May 10, 2019
The following is an extract from my latest book (Reengineering Your Stock Portfolio) where I try to answer some probable and unasked questions related to the presented trading strategy. See my recent articles describing this strategy in more details.
To give an inkling of the strategy's capabilities, and to put it in some kind of context, the following equity chart (figure 8.16 from the book) shows some portfolio metrics for this remarkable trading script over its 14-year simulation period.
(click to enlarge)
Is this strategy for real? Yes. Definitely. Furthermore, those performance levels could be duplicated by anyone. It uses the same tools as available to any other Quantopian user.

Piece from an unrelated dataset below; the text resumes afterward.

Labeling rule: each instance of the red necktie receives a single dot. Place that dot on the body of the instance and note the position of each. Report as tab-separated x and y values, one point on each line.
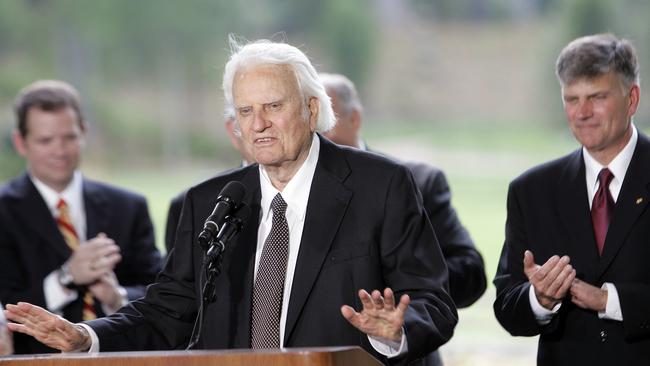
72	239
602	208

The original script, which you can also modify, is available free.
Can the strategy last? Yes. This has been demonstrated by its 14-year backtest where you see it improving all the time. And it is built to go even further.
Why not publish your version of this trading script for all to see? No way. You must be kidding. The answer to that should have been obvious! Also, the few times I have tried that, within hours, they were misused, and then I was blamed for “them” not doing their homework. The program is an intricate and sophisticated trading strategy. Reengineer it yourself. This way, you will understand better what it does and be responsible for your own work.
Is it new? No, not at all. You will see the same underlying trade mechanics as I have proposed over the last 12 years or so. The structure of this program is similar to my DEVX8 program which has been illustrated on my website since 2015 with its origin going further back. Since it uses the same underlying trading philosophy, I started to call this one DEVX10 as if a continuation and improvement over DEVX8.
Can it trade long and short? Yes, if the CVXOPT optimizer wants to. It is the optimizer that determines the trading activity. And it was shown at least once (on the Quantopian website) that it could even prefer not to short at all. It remains that it is the optimizer that makes the calls, and it will go long or short if needed.
Does it use leverage? Yes, since it has a positive upward bias, the strategy will place larger bets on the stocks performing the best. Leverage on the last simulation presented averaged 1.27. Meaning 27% of the equity, on average, was subject to leveraging fees. At the CAGR level we see this trading strategy at, it can more than afford paying those fees. Nonetheless, the fees will leave a trace by slowing down the CAGR by some 2 to maybe 4%. Each scenario will be different. Going forward remains an unknown.
Can it use all available capital? Yes, all the time, and more. It is one of its best features. The strategy has full market exposure. And in most cases presented it has over-exposure since some leverage was used.
How can it flip that much volume? It only flips part of its inventory as it progresses in time. This way generating cash that can be used to buy more shares later on. As one's portfolio grows, it becomes harder and harder to flip large quantities of stock without having a price impact. The strategy can bypass much of this flipping simply by not flipping that much. As the portfolio grows, even the partial flipping is reduced. The average turnover is less than 1%.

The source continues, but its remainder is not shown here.